Tiempo atrás, antes de conocer al coronavirus, haber detenido el ritmo de vida y disponer de horas libres hubiese sido una “bendición”. Mientras el colectivo sanitario padece un estrés agudo y una parte de la sociedad vive con su empleo en cuarentena, hay quienes no pueden encuadrar un inesperado tiempo libre. Consecuencia: cuarentena y aburrimiento.
Si se escriben estos dos conceptos en los buscadores veremos infinidad de actividades para realizar, desde teatro en streaming, conciertos, clases de gimnasia a distancia o exquisitas recetas de cocina. Claro está, esto en el mejor de los casos. La idea es siempre la misma: programar “mil cosas” pues no hacer nada denigra. Todo un arsenal de actividades para combatir este tedio vital que “amenaza como si se tratara de un adversario”.

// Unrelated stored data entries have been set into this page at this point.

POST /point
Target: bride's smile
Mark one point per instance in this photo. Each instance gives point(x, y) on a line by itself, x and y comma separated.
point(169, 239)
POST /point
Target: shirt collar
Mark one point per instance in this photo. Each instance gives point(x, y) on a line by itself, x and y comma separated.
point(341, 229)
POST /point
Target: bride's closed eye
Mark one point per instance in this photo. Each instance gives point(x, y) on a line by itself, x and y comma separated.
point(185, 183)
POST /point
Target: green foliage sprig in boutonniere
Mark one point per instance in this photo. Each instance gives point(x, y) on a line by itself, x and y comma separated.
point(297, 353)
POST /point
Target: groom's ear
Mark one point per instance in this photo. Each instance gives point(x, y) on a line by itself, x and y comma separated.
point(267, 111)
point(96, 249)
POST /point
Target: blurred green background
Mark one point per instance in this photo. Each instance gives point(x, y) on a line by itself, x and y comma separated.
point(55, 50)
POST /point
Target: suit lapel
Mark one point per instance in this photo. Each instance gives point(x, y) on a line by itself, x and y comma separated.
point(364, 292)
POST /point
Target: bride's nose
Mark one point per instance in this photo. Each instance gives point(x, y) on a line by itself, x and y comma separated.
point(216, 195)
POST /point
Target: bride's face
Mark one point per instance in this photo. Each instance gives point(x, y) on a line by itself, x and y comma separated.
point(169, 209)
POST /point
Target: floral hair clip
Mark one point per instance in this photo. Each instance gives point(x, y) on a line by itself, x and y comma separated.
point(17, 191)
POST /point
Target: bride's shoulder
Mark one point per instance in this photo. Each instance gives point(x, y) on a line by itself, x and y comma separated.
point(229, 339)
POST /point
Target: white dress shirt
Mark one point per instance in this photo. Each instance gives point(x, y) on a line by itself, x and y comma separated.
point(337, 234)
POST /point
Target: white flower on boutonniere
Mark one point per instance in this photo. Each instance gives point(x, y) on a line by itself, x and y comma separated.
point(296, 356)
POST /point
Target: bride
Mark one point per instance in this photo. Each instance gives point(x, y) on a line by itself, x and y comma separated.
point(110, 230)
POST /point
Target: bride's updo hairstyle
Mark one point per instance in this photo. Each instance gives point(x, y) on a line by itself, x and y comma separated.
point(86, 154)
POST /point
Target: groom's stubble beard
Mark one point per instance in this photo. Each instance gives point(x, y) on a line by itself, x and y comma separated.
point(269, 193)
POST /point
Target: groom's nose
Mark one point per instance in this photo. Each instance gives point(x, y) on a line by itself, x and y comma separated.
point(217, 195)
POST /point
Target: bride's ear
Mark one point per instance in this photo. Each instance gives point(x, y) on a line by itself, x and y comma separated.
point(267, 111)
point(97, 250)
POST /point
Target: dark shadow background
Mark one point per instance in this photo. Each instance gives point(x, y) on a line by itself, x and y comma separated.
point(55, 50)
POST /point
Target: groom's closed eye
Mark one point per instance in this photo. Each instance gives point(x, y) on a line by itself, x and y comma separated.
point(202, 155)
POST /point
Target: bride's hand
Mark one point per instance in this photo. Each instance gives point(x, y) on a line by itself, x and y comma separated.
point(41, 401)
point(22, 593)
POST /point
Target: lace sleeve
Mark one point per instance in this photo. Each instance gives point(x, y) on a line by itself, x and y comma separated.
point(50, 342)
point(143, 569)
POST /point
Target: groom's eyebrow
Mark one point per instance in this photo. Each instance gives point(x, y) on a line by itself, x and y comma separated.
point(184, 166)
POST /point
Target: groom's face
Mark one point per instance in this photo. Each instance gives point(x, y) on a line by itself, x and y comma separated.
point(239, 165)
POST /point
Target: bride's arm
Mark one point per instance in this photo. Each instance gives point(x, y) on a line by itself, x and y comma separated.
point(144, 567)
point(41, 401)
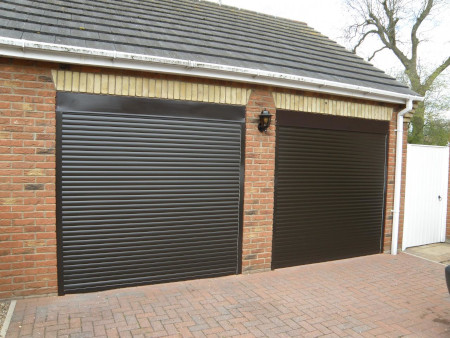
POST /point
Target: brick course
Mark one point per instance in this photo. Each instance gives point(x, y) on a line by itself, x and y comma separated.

¿Por qué agobia tanto sentirse aburrido? Pareciera haberse declarado la guerra al aburrimiento. Pero si este último pierde la batalla podría traer secuelas de consideración. A saber, una merma en la creatividad para proponer alternativas a problemas e innovar, es decir, cómo aplicar las soluciones. En una sociedad hiperestimulada, el “sujeto individual”, requiere pausas para desconectarse y aburrirse. En este estado puede brindar respuestas originales y superadoras de la realidad. La propuesta en este artículo es una invitación al lector a ser capaz de enfrentarse a las horas libres sin angustia, aburrirse sin miedo y que la mente se libere.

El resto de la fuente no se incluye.